Hah, thats a new one. The ACA supposedly slowed down price increases. Yet my costs keep going up every year. 2016,17 and now 18 is looking at a 200% increase from 2015 when I had to buy an ACA approved plan. Yes, prices were getting out of control but has it ever occurred to you that government influence in healthcare is the cause for the rising costs? Since the late 1960s, the Feds and state governments have become the Walmart of the medical industry. They have the largest customer base and thus the government sets the prices. The non welfare care customer pays higher prices at the doc's office to compensate the medical provider not making much if anything from the government based patients and pays more in taxes for the privilege. For pete's sake, the federal government, the CONgress for decades now has made it a felony to re-import cheap drugs back to America. Americans subsidize the world's cheap medical costs via that or via paying for their defense via NATO. But you know, its all about profit caps on insurance companies, not a ponzi scheme all around to enrich a few and give power to power hungry whore politicians.
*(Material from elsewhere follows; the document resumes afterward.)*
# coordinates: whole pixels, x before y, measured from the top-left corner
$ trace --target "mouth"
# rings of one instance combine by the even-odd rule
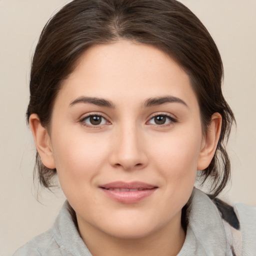
[[[134,204],[152,195],[158,187],[140,182],[116,182],[99,186],[105,195],[123,204]]]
Add to that they the Feds turn a blind eye to the lobbyist armies from the equipment manufacturers and most egregiously big pharma. Those two have literally meaningless regulations so they can do whatever the want and charge whatever they want. And all ppl see is that the insurer is evil never knowing one iota of how the system actually works. Every single penny an insurer makes is accounted for and regulated. They only get to keep something like 3% profit and the rest has to go back into the business whereas big pharma can charge $1k a pill and control the supply holding the ill hostage. There's so much bullshit in healthcare.
 
Add to that they the Feds turn a blind eye to the lobbyist armies from the equipment manufacturers and most egregiously big pharma. Those two have literally meaningless regulations so they can do whatever the want and charge whatever they want. And all ppl see is that the insurer is evil never knowing one iota of how the system actually works. Every single penny an insurer makes is accounted for and regulated. They only get to keep something like 3% profit and the rest has to go back into the business whereas big pharma can charge $1k a pill and control the supply holding the ill hostage. There's so much bullshit in healthcare.
I'm resisting a really strong urge here, because healthcare interests me greatly, but at the risk of backseat moderating, let's stay on topic, eh?

The political partisanship behind every discussion re: Net Neutrality has been the worst thing to happen to it... Let's not conflate and pick scabs on other R vs. D points while we're at it.
 
The past is a giant example. What will the internet look like before NN? Maybe how it looked before NN. There was a tremendous amount of growth and innovation before NN. NN means the government gets to decide what is fair and proper. Somehow I like the idea of de-centralized control better than a face-less, unaccountable federal bureaucracy comprised of SJW's.

Actually I never really thought of it much. Like all progressive ideas it sounds ok on the surface but when you stop and think about it suddenly you realize it's an excuse for the very worse people (SJW's) to decide what's best for everyone. Actually you all have convinced me... I am against government imposed price controls on the internet. The only way for the internet to be "free" is get the government's slimy hands off the internet.

SJW's want to control what you think and do. Big business only wants your money. As long as there isn't a monopoly businesses will compete with each other for your money. Business will always be more responsive to it's customers than a faceless entrenched bureaucracy with no accountability...

But today business ARE the faceless entrenched bureaucracy of the internet. Unless you have multiple broadband providers competing for you business. Tell me are you in one of those rare communities?
 
NN existed well before the FCC's 2015 ruling and Title II has literally existed as part of the internet from the very beginning (it was how you got independent dial up and then DSL ISPs)

No, it did not exist as a regulation with the force of law. The concept of net neutrality is quite dissimilar from the regulation that was just removed.